Tonight is the opening of Portland Center Stage’s last production of the season: John Patrick Shanley’s extraordinary Pulitzer-, Obie- and Tony-winning 2004 play, Doubt, directed by Rose Riordan. The script, by far the finest I’ve read from the last decade, addresses a 1964 battle of wills between a Sister Aloysius, a nun so staunchly traditional she frowns on the use of ballpoint pens by her students, and Father Flynn, a progressive young priest determined to follow the Second Vatican Council’s directive to be friendly with his parishoners, over the possible molestation of a black student—the first to attend their Bronx parish school.
It’s a great play and should, barring disaster, make for a good production at PCS. The cast is very strong—I’ve interviewed Jennifer Lee Taylor, playing big-hearted Sister James, elsewhere—and Shanley’s play is one of the very few that is entirely satisfying when read on its own. What’s interesting is that there’s a tenuous link in the play to Oregon history—and no, I don’t mean the Archdiocese of Portland’s ongoing problems. In 1925, our state was at the center of a bigotry-charged battle over church/state rights. The Oregon Blue Book explains:
Wartime stress, emphasis on patriotism, distrust of German-Americans, eugenics campaigns championed by Dr. Bethenia Owens-Adair, and anti-Catholic bigotry created fertile ground in Oregon for the rise of the American Protective Association, Federation of Patriotic Societies, and the Ku Klux Klan. With a combined membership estimated at more than 64,000 Oregonians, these organizations fed on the fear and distrust of residents in a period of social flux and uncertainty. Although minorities were few in number, racism and bigotry were imported ideas. They came with newcomers from other parts of the country and grew in soil that already nurtured suspicion and tendencies to vigilante action. Chapters of the Ku Klux Klan formed in Tillamook, Medford, Eugene, and Portland, as well as many other towns. Robed Klansmen paraded in the streets, ignited crosses on hillsides, nailed American flags to the doors of Catholic schools, and intimidated African-Americans.
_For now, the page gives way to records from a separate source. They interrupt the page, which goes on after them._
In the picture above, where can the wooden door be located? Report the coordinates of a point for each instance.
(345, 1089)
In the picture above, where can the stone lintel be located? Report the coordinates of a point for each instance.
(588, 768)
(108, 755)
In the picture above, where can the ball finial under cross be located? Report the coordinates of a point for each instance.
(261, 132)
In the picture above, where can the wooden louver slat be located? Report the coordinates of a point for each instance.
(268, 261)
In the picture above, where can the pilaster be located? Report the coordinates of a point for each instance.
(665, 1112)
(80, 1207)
The Klan, FOPS, and Scottish Rite Masons sponsored a bill, passed in 1922 in the general election, to compel all children to attend public schools. The overtly anti-Catholic measure threatened to close all parochial schools and military academies. The state Supreme Court ruled the law unconstitutional in 1924 and the U.S. Supreme Court concurred in 1925.
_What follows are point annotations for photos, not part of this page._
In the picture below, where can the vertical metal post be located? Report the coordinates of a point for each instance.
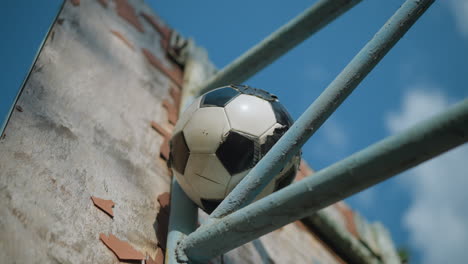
(182, 221)
(279, 42)
(323, 107)
(344, 178)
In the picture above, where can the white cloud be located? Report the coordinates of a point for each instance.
(459, 9)
(437, 217)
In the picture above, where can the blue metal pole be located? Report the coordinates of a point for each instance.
(182, 220)
(347, 177)
(291, 142)
(279, 42)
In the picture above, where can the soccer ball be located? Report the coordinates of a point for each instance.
(221, 136)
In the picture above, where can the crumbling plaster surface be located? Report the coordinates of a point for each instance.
(84, 131)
The decision in Pierce v. Society of Sisters had far reaching consequences—it marked the first time the Supreme Court applied the 14th Amendment to a non-human entity, and started the expansion of the rights it is interpreted to cover (to marry whoever you want, to have children, to have an abortion, etc.). All thanks to some Oregon nuns who wouldn’t be bullied by the forces of intolerance.